Search code examples
gomemoryheader

How to improve file downloader implemented


I'm trying to improve the performance of a downloader that I implemented in Go. I think I'm having issues with the memory usage because the program stuck when I try to download a large file, like 1gb or larger. I used it to download files around 100mgb and 300mgb and all was ok. The downloader is used on a server that present the header Accept-Ranges. Below I will show you the implementation and part of the main but first let me explain you.

Accept-Range:bytes

In this implementation I created an http.Client to set the Header Range with the part of the file that I'm requesting, after that i made the request. To store the response of this request I created a temporary file, and copied the response directly to this file. The idea with this is to avoid copy the entire response in memory. This is the implementation:

func DownloadPart(wg *sync.WaitGroup, tempName string, url string, part string) {
    //setting up the client to make the request
    client := http.Client{}
    request, err := http.NewRequest("GET", url, nil)

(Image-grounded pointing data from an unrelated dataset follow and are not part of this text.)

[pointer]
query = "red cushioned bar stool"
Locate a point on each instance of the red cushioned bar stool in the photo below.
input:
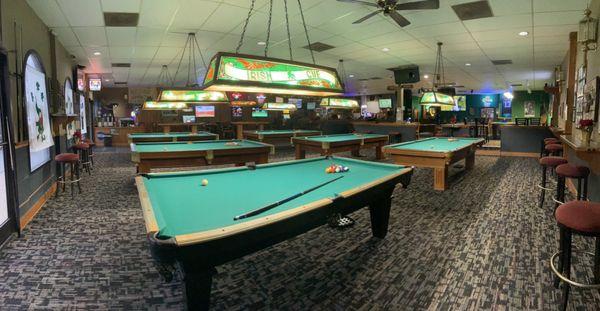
(91, 151)
(63, 160)
(572, 171)
(553, 149)
(547, 141)
(548, 163)
(580, 218)
(82, 149)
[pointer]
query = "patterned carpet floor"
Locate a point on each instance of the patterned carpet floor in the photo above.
(481, 245)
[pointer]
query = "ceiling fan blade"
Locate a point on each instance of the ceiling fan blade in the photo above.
(399, 19)
(419, 5)
(360, 2)
(367, 17)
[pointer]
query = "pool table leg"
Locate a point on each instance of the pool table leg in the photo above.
(440, 178)
(380, 214)
(300, 153)
(470, 161)
(198, 282)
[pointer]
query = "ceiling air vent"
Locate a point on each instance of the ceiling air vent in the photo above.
(119, 19)
(473, 10)
(502, 62)
(319, 47)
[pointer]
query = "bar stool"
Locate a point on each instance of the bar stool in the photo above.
(547, 141)
(580, 218)
(91, 151)
(553, 149)
(82, 149)
(552, 163)
(568, 170)
(63, 159)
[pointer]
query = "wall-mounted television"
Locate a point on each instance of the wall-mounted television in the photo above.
(205, 111)
(259, 113)
(189, 119)
(236, 112)
(385, 103)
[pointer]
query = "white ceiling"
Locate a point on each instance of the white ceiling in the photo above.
(160, 37)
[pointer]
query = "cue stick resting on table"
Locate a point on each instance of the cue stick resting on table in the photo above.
(274, 205)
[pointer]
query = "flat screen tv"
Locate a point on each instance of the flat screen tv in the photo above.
(189, 119)
(259, 113)
(385, 103)
(205, 111)
(236, 112)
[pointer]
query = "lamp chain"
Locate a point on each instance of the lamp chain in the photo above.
(312, 55)
(269, 27)
(237, 50)
(287, 24)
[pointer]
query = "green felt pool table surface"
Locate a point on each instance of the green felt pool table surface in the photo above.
(342, 137)
(194, 146)
(436, 144)
(181, 205)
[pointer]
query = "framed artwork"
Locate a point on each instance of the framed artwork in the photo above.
(529, 109)
(36, 107)
(590, 104)
(69, 97)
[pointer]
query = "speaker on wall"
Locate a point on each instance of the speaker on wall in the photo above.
(406, 74)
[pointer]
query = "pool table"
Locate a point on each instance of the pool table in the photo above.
(171, 136)
(437, 153)
(194, 227)
(278, 137)
(148, 156)
(329, 144)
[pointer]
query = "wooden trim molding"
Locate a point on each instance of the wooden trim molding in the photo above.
(37, 206)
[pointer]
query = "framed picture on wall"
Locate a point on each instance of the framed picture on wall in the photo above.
(529, 109)
(590, 104)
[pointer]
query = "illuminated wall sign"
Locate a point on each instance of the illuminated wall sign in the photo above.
(152, 105)
(95, 84)
(279, 106)
(339, 103)
(191, 96)
(247, 73)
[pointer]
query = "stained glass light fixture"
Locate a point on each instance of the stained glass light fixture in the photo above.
(339, 103)
(248, 73)
(433, 97)
(235, 72)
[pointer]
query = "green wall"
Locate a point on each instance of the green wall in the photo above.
(474, 105)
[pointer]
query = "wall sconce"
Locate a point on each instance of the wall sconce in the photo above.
(588, 32)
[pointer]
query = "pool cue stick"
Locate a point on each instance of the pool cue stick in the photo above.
(273, 205)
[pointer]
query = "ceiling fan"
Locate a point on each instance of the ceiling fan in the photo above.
(390, 8)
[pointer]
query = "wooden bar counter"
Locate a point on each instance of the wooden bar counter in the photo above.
(117, 135)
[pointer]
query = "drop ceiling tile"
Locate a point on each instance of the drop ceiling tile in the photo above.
(192, 14)
(147, 36)
(437, 30)
(66, 36)
(121, 36)
(129, 6)
(85, 13)
(49, 12)
(157, 13)
(91, 36)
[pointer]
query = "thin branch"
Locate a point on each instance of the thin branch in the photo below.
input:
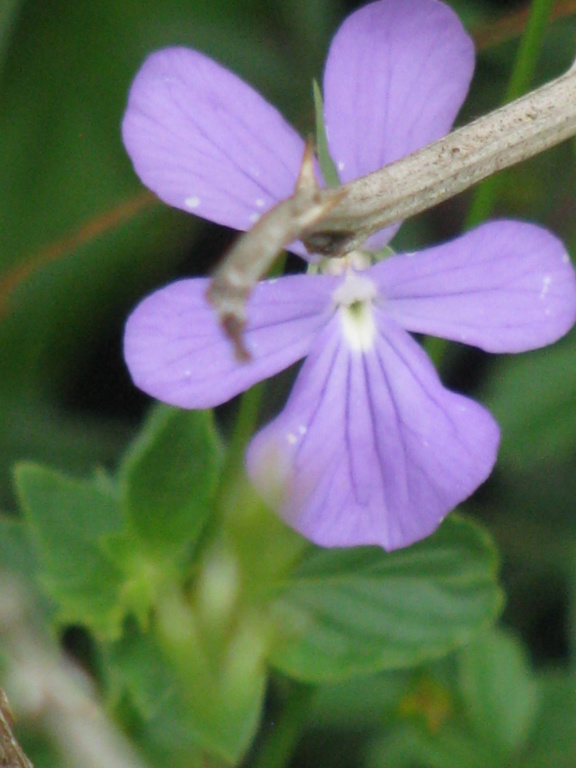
(47, 688)
(333, 222)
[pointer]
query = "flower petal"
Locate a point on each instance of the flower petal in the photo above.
(396, 76)
(506, 286)
(205, 141)
(177, 352)
(371, 448)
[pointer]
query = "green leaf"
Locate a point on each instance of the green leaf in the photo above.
(168, 478)
(66, 518)
(553, 740)
(16, 555)
(498, 689)
(411, 745)
(360, 611)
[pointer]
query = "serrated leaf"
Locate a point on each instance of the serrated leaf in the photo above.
(65, 519)
(168, 478)
(16, 554)
(498, 689)
(186, 708)
(360, 611)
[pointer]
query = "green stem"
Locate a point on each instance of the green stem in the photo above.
(283, 737)
(520, 78)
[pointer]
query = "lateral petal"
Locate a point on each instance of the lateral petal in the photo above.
(177, 352)
(507, 286)
(204, 141)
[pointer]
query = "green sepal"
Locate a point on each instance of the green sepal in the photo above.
(327, 166)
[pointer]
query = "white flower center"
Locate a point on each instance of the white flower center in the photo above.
(353, 299)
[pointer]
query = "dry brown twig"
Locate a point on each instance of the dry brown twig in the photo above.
(48, 690)
(333, 222)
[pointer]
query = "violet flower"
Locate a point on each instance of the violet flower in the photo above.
(370, 448)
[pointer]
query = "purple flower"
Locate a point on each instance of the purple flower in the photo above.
(371, 448)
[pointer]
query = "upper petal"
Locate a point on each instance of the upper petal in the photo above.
(177, 352)
(396, 76)
(205, 141)
(371, 448)
(506, 286)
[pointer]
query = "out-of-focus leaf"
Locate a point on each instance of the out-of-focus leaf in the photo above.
(533, 398)
(65, 519)
(16, 554)
(499, 689)
(360, 611)
(168, 478)
(9, 10)
(552, 743)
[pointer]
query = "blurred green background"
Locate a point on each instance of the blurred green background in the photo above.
(81, 241)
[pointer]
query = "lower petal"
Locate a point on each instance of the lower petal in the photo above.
(371, 448)
(177, 352)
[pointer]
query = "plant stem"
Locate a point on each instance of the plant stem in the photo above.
(522, 73)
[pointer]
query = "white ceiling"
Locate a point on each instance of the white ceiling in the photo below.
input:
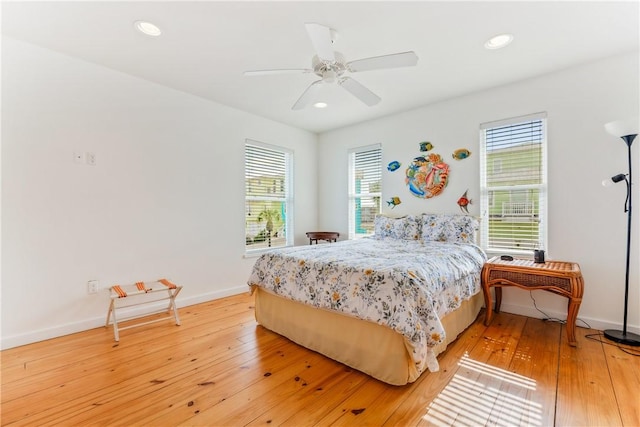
(206, 46)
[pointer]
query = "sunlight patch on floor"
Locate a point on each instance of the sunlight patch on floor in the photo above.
(481, 394)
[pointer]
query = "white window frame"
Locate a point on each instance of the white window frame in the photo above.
(354, 195)
(485, 192)
(288, 199)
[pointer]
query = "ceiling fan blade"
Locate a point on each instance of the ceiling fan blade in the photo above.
(308, 96)
(359, 91)
(321, 39)
(282, 71)
(404, 59)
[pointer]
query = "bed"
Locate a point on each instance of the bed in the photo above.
(385, 305)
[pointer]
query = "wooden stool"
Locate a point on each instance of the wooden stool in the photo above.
(329, 236)
(138, 294)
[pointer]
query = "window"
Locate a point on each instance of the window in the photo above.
(268, 196)
(513, 184)
(365, 189)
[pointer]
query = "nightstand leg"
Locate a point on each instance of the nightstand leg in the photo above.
(486, 289)
(572, 314)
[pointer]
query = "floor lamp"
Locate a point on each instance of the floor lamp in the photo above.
(627, 130)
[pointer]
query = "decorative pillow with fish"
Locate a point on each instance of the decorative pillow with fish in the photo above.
(405, 228)
(449, 228)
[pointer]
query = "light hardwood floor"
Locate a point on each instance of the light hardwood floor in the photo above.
(220, 368)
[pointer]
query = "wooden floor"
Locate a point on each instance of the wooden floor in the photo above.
(220, 368)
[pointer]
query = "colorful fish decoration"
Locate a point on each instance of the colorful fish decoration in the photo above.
(426, 146)
(464, 202)
(461, 154)
(393, 166)
(393, 202)
(427, 176)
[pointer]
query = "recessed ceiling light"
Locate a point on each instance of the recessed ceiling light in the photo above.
(147, 28)
(499, 41)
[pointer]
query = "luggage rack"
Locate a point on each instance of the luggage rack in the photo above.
(137, 296)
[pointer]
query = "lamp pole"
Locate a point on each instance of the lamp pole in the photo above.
(623, 336)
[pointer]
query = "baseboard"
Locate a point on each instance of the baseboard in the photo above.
(96, 322)
(582, 321)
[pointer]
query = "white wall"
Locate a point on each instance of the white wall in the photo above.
(586, 221)
(165, 199)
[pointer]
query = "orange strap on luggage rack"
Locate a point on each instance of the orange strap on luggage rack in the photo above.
(139, 294)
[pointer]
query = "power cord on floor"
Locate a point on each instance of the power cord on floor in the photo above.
(548, 318)
(599, 337)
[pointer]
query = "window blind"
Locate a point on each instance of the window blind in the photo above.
(365, 193)
(268, 201)
(513, 185)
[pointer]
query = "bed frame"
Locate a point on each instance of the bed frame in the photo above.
(368, 347)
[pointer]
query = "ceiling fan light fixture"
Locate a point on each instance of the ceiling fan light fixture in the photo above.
(147, 28)
(499, 41)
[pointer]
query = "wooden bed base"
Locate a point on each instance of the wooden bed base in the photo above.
(368, 347)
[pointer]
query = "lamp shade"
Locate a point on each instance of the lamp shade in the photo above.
(622, 128)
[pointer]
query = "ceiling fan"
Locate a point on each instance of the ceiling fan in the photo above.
(331, 67)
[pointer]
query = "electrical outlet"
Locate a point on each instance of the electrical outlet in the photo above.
(91, 158)
(93, 286)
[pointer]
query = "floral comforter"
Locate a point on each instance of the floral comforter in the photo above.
(403, 284)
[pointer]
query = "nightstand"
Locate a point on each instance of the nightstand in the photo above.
(560, 277)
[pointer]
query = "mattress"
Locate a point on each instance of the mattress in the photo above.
(404, 286)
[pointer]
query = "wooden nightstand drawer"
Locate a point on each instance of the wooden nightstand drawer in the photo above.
(560, 277)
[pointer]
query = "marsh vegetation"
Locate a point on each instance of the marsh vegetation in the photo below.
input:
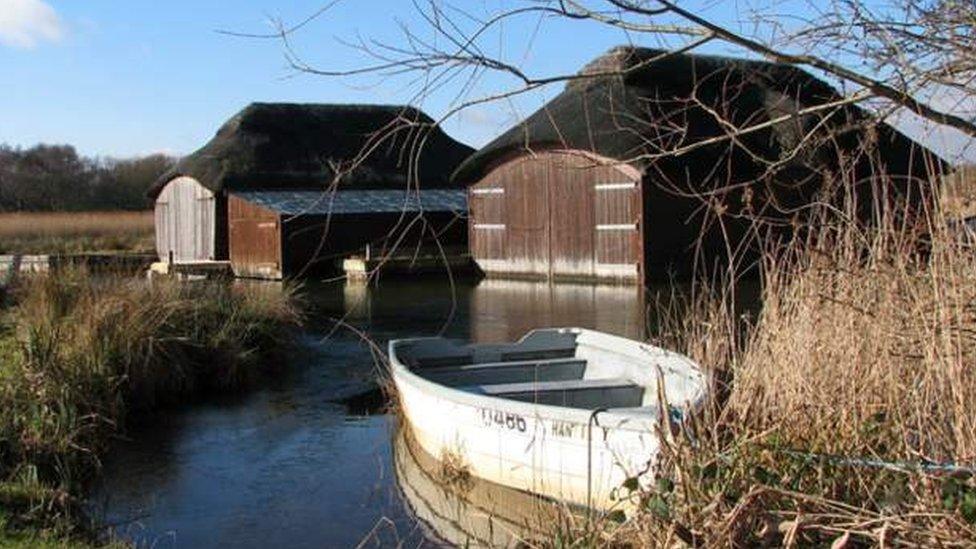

    //setting up the requests
    request.Header.Set("Range", part)
    response, err := client.Do(request)
    checkError(err, "fatal")
    defer response.Body.Close()

    //creating the temporary file and copying
    // the response to it
    file, err := os.Create(tempName)
    checkError(err, "panic")
    defer file.Close()
    
    _, err = io.Copy(file, response.Body)
    checkError(err, "fatal")

    defer wg.Done()
}

This function are called in various goroutines, so I used a WaitGroup to decrease the counter when a gorputine end to download the part of the file. After all this goroutines end I join the diferents temporary files in a single file. This is the implementation of the join function

func joinFiles(name string) {
    finalFile, err := os.OpenFile(name, os.O_CREATE|os.O_APPEND|os.O_WRONLY, 0644)
    if err != nil {
        log.Panicln(err.Error())
    }
    defer finalFile.Close()

    files, err := ioutil.ReadDir(".")

    for _, f := range files {
        tempData, err := ioutil.ReadFile(f.Name())
        if err != nil {
            log.Panicln(err.Error())
        }

        if f.Name() != finalFile.Name() {
            finalFile.Write(tempData)
            os.Remove(f.Name())
        }
    }
}

Now I'll show you the part of the main function that use these functions

//start, end and rest are used to set the Range header in the requests 
//threads are the number of goroutines to used in the download
var wg sync.WaitGroup
wg.Add(threads)
//initializing the goroutines
for i := 0; i < threads; i++ {
    part := fmt.Sprintf("bytes=%d-%d", start, end)
    start = end + 1
    if i == threads-1 {
        end = end + step + rest
    } else {
        end = end + step
    }
    go tools.DownloadPart(&wg, fmt.Sprintf("%d.temp", i), url, part)
}
wg.Wait()
log.Println("Joining files...")
joinFiles(name) 

If there's a way to improve this implementation?


Solution

  • I think the biggest issue here is how you're stitching together the files. Calling ioutil.ReadAll reads the entire file's content into memory, and since you do this for all the parts you'll likely wind up with the entire file's content in memory (GC may run in the middle and free some of it.) A much better thing to do would be to use io.Copy on the file (after opening it with os.Open) to copy it into the final file. That way you won't have to store the content in memory.